Rz. 4
Arbeitsgerichte und Gerichte der ordentlichen Gerichtsbarkeit, die über Schadensersatzansprüche der in §§ 104 bis 107 genannten Art zu entscheiden haben, sind an die unanfechtbar gewordene Beurteilung des Unfallversicherungsträgers und ggf. des angerufenen Sozialgerichts gebunden, ob ein Versicherungsfall vorliegt, welche Leistungen zu erbringen sind und welcher Unfallversicherungsträger zuständig ist. Liegt noch keine die Parteien des Zivilgerichts bindende bzw. noch keine unanfechtbar gewordene Entscheidung des Unfallversicherungsträgers vor, hat das Zivilgericht (ohne Ermessen) sein Verfahren auszusetzen.
2.1 Bindung der Gerichte
Rz. 5
Die Norm richtet sich an Arbeitsgerichte und je nach Streitwert an die Gerichte der ordentlichen Gerichtsbarkeit, soweit sie über den Ersatz von Personenschäden zu entscheiden haben, die im Schutzbereich der gesetzlichen Unfallversicherung entstanden sind. Bei Streitigkeiten über den Ersatz von Sachschäden gilt die Vorschrift nicht (Lauterbach/Dahm, SGB VII, § 108 Rz. 2). Arbeitsgerichte sind typischerweise zuständig bei Streitigkeiten um Schadensersatz zwischen Arbeitgeber und Arbeitnehmer und zwischen Arbeitnehmern untereinander (Hauck/Kranig, SGB VII, § 108 Rz. 4 mit Hinweis auf § 2 Abs. 1 ArbGG). Die Zuständigkeit der Zivilgerichte kommt in allen übrigen Fällen in Betracht, z. B. bei den Ersatzansprüchen nach §§ 110 und 111, für die die Vorschrift gemäß § 112 ebenfalls gilt.
Rz. 6
Bindung bedeutet, dass ein Gericht außerhalb der Sozialgerichtsbarkeit von den Feststellungen des Unfallversicherungsträgers ausgehen muss. Eine Bindung tritt auch ein, wenn die unanfechtbare Entscheidung erst während des Revisionsverfahrens vor dem Zivilgericht vorliegt. Die eintretenden Grenzen der Sachprüfung gelten auch im Revisionsverfahren (Lauterbach/Dahm, SGB VII, § 108 Rz. 6 mit Hinweis auf BGH, Urteil v. 19.10.1993, VI ZR 158/93; ebenso Bereiter-Hahn/Mehrtens, SGB VII, § 108 Rz. 4). Bindung tritt auch ein für zivilrechtliche Verfahren aus übergeleitetem Recht (BGH, Urteil v. 12.6.2007, VI ZR 70/06; BGH, Urteil v. 30.5.2017, VI ZR 501/16). Die Zivil- und Arbeitsgerichte haben die Bindungswirkung von Amts wegen zu beachten (BGH, Urteil v. 22.4.2008, VI ZR 202/07). Über alles, worauf sich die Bindungswirkung nicht erstreckt, entscheiden die Zivilgerichte frei.

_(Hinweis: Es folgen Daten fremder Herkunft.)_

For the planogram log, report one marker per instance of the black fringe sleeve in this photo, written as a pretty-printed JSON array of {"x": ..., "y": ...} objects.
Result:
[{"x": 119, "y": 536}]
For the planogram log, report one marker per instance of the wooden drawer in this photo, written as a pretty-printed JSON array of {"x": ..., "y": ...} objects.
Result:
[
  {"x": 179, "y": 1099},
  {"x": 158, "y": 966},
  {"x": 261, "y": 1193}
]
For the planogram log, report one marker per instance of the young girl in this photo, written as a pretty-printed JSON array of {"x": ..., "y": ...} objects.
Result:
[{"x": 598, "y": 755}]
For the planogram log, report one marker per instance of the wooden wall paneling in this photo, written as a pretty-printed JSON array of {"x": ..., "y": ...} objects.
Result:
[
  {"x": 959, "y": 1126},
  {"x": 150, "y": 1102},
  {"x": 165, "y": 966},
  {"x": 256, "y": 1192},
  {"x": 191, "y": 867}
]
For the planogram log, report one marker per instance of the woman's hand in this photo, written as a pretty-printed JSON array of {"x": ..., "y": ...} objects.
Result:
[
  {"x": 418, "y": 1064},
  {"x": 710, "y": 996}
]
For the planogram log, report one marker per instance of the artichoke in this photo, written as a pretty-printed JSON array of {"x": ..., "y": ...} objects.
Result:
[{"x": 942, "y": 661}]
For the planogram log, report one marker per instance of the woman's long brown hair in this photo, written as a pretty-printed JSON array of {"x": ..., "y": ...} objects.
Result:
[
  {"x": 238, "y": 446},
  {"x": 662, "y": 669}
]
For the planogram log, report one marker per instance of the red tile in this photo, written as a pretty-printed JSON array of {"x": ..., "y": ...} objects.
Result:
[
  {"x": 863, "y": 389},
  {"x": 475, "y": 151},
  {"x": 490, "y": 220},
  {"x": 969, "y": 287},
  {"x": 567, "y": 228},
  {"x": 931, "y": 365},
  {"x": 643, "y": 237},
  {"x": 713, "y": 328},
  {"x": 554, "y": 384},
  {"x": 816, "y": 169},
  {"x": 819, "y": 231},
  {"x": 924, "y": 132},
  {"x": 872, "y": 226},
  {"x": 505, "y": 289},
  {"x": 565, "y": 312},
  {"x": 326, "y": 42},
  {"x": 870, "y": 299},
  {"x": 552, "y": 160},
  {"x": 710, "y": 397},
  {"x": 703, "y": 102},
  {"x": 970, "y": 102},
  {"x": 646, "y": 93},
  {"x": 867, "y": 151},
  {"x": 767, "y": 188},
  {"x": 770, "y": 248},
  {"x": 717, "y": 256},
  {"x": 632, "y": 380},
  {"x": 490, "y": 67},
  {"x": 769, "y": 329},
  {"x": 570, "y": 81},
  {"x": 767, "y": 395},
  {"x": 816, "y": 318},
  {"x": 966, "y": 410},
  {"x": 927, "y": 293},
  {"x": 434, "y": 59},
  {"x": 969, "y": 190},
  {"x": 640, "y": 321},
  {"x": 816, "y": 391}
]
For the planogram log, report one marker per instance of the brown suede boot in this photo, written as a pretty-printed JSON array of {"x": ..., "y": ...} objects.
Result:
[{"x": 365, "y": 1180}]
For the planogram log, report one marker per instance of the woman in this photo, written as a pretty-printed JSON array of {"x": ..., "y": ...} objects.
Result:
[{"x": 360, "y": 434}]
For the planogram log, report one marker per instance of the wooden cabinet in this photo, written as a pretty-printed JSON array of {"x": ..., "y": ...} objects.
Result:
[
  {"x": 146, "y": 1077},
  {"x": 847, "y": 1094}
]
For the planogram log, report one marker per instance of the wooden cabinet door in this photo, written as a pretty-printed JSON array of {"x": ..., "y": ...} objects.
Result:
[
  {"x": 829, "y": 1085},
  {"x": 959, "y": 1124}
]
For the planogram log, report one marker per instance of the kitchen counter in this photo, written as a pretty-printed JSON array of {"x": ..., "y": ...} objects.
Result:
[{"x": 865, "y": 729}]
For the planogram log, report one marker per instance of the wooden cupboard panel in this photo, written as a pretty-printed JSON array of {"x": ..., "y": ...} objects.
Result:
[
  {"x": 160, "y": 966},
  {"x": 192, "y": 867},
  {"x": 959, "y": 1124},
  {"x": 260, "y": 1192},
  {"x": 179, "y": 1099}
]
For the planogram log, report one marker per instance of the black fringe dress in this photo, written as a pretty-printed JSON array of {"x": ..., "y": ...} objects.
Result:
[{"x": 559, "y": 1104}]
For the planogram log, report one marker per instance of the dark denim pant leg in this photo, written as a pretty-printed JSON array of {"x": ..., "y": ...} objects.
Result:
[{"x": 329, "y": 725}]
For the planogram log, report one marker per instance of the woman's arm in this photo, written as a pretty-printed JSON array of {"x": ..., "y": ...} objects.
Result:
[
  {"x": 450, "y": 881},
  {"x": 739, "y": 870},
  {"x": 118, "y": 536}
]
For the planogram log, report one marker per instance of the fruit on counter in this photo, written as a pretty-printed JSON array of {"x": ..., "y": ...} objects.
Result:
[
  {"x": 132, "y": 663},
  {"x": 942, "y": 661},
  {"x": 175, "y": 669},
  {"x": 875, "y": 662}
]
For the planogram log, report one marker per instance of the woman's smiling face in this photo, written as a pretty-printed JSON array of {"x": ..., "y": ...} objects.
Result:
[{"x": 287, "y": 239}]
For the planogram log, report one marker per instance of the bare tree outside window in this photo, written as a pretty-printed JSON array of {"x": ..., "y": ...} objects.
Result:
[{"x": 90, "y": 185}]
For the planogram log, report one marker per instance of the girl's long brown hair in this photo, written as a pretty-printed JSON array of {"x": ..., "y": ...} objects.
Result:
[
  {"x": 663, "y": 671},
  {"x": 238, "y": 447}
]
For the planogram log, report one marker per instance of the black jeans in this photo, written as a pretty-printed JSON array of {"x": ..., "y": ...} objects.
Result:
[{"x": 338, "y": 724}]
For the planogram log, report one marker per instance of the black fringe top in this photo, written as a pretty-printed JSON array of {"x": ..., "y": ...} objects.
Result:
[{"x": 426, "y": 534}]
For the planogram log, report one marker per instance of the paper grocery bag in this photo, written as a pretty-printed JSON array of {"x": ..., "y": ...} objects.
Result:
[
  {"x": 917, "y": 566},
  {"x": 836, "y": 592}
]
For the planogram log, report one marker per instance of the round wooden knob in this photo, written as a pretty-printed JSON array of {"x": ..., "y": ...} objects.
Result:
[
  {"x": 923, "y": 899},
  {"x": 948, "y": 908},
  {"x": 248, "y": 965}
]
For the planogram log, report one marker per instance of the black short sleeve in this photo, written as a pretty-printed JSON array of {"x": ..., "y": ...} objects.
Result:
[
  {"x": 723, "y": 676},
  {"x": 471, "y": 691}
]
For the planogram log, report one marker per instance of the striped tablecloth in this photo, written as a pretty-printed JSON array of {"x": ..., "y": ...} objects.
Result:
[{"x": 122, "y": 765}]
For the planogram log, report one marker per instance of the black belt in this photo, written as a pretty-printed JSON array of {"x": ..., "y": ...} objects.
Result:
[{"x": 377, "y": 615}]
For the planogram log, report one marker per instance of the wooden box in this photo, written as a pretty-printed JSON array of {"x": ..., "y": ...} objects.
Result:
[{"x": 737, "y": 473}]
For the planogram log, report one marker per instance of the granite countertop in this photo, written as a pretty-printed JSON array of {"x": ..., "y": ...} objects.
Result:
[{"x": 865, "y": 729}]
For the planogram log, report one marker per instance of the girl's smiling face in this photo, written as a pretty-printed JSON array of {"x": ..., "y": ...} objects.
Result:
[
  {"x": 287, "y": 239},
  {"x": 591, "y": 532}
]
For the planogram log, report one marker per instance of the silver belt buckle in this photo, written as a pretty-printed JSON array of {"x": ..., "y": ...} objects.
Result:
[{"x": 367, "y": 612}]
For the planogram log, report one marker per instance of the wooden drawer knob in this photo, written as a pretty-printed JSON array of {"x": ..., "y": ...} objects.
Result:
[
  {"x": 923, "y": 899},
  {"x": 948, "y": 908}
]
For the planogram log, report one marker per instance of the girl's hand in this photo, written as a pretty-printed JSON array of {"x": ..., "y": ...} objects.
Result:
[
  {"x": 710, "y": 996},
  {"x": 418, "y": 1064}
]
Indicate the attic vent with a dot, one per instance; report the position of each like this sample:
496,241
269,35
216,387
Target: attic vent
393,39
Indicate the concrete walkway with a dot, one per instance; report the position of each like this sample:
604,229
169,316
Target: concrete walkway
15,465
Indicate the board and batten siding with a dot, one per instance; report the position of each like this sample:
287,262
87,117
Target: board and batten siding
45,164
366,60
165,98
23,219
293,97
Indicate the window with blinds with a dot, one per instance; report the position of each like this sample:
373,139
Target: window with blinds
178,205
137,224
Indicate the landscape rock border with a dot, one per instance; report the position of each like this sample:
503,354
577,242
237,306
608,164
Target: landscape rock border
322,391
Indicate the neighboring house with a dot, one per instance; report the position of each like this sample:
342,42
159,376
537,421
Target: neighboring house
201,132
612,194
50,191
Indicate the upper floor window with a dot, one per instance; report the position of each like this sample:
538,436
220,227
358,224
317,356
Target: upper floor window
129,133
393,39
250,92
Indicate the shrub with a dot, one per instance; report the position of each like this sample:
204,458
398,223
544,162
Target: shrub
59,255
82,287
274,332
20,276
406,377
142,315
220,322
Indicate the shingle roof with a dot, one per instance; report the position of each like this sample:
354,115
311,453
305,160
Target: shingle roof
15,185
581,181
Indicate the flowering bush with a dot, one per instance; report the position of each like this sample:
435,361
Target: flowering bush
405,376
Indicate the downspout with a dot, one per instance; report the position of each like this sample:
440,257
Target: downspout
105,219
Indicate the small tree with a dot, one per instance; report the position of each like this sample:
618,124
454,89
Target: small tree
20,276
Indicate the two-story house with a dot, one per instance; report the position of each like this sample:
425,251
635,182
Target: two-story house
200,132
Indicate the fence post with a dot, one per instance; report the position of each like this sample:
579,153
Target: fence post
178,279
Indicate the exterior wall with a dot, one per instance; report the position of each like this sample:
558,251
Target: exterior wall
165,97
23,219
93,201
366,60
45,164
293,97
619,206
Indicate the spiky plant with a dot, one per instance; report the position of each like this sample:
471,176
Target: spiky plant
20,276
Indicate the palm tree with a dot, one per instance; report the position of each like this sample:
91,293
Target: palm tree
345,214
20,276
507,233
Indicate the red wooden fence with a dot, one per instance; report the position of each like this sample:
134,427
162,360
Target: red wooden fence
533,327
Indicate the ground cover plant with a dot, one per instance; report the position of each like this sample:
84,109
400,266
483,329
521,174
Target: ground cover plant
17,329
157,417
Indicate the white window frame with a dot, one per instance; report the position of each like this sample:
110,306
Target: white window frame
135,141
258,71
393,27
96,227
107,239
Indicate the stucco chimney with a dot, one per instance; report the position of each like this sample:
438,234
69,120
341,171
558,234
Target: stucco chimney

2.1.1 Unanfechtbare Entscheidung
Rz. 7
Bei der die Zivilgerichte bindenden Entscheidung kann es sich um eine Verwaltungsentscheidung oder ein Anerkenntnis des zuständigen Unfallversicherungsträgers, um einen Vergleichsvertrag oder eine Entscheidung des Sozialgerichts handeln (Bereiter-Hahn/Mehrtens, SGB VII, § 108 Rz. 4). Die Entscheidung muss im Verhältnis Unfallversicherungsträger – Verletzter (oder Hinterbliebene) ergangen sein. Entscheidungen in anderen Verfahren reichen nicht aus, wie sich aus der Formulierung "nach diesem Buch" ergibt. Ob es sich bei der unanfechtbaren Entscheidung in einem Erstattungsstreit zwischen dem Unfallversicherungsträger und einer Krankenkasse um eine Entscheidung "nach diesem Buch oder nach dem Sozialgerichtsgesetz" handelt, ist in der Literatur umstritten (dagegen: Bereiter-Hahn/Mehrtens, SGB VII, § 108 Rz. 4; Krasney, in: Becker/Burchardt/Krasney/Kruschinsky, SGB VII, § 108 Rz. 8). Nach Sinn und Zweck des § 108 wird es nach anderer Auffassung dann für geboten erachtet, auch in solchen Verfahren die Bindungswirkung zu bejahen, wenn der Verletzte zu diesem Verfahren beigeladen wurde, sodass die Entscheidung auch ihm gegenüber gilt (Lauterbach/Dahm, SGB VII, § 108 Rz. 5; Ricke, in: KassKomm. SGB VII, § 108 Rz. 2). Der BGH (Beschluss v. 20.12.2005, VI ZB 78/04) hat entschieden, in einem Rechtsstreit zwischen dem Sozialversicherungsträger des Geschädigten und dem Haftpflichtversicherer des Schädigers über einen Anspruch aus einem Teilungsabkommen sei § 108 nicht analog anzuwenden. Streitgegenstand seien nicht unmittelbare Schadensersatzansprüche, sondern die Frage, ob die Voraussetzungen für eine Anwendung des Teilungsabkommens erfüllt seien.
Rz. 8
Es muss nicht zwingend eine Entscheidung eines Sozialgerichts erwirkt werden, um die Bindungswirkung zu erzeugen. Es reicht auch eine für die Betroffenen unanfechtbare Entscheidung des Unfallversicherungsträgers aus. Unanfechtbar sind solche Entscheidungen, gegen die es keine Rechtsbehelfe mehr gibt und die deshalb nach § 77 SGG bestandskräftig geworden sind. Sozialgerichtliche Entscheidungen müssen rechtskräftig nach § 141 SGG. Rechtskraft tritt ein, wenn ein Rechtsmittel, Berufung, Revision oder Beschwerde, dagegen nicht gegeben ist, sonst mit Ablauf der Rechtsmittelfrist oder mit Rechtskraft der über das Rechtsmittel ergehenden Entscheidung. Vergleiche und Anerkenntnisse müssen nach § 101 SGG wirksam geworden sein (Grüner, in: LPK-SGB VII, § 108 Rz. 3). Die Möglichkeit eines Antrags nach § 44 SGB X schließt die Bestandskraft nicht aus (Krasney, NZS 2004 S. 71 mit Hinweis auf BGH, Urteil v. 4.4.1995, VI ZR 327/93). Die nach §§ 104 bis 107 privilegierten Schädiger werden nicht immer an den Verfahren zwischen U...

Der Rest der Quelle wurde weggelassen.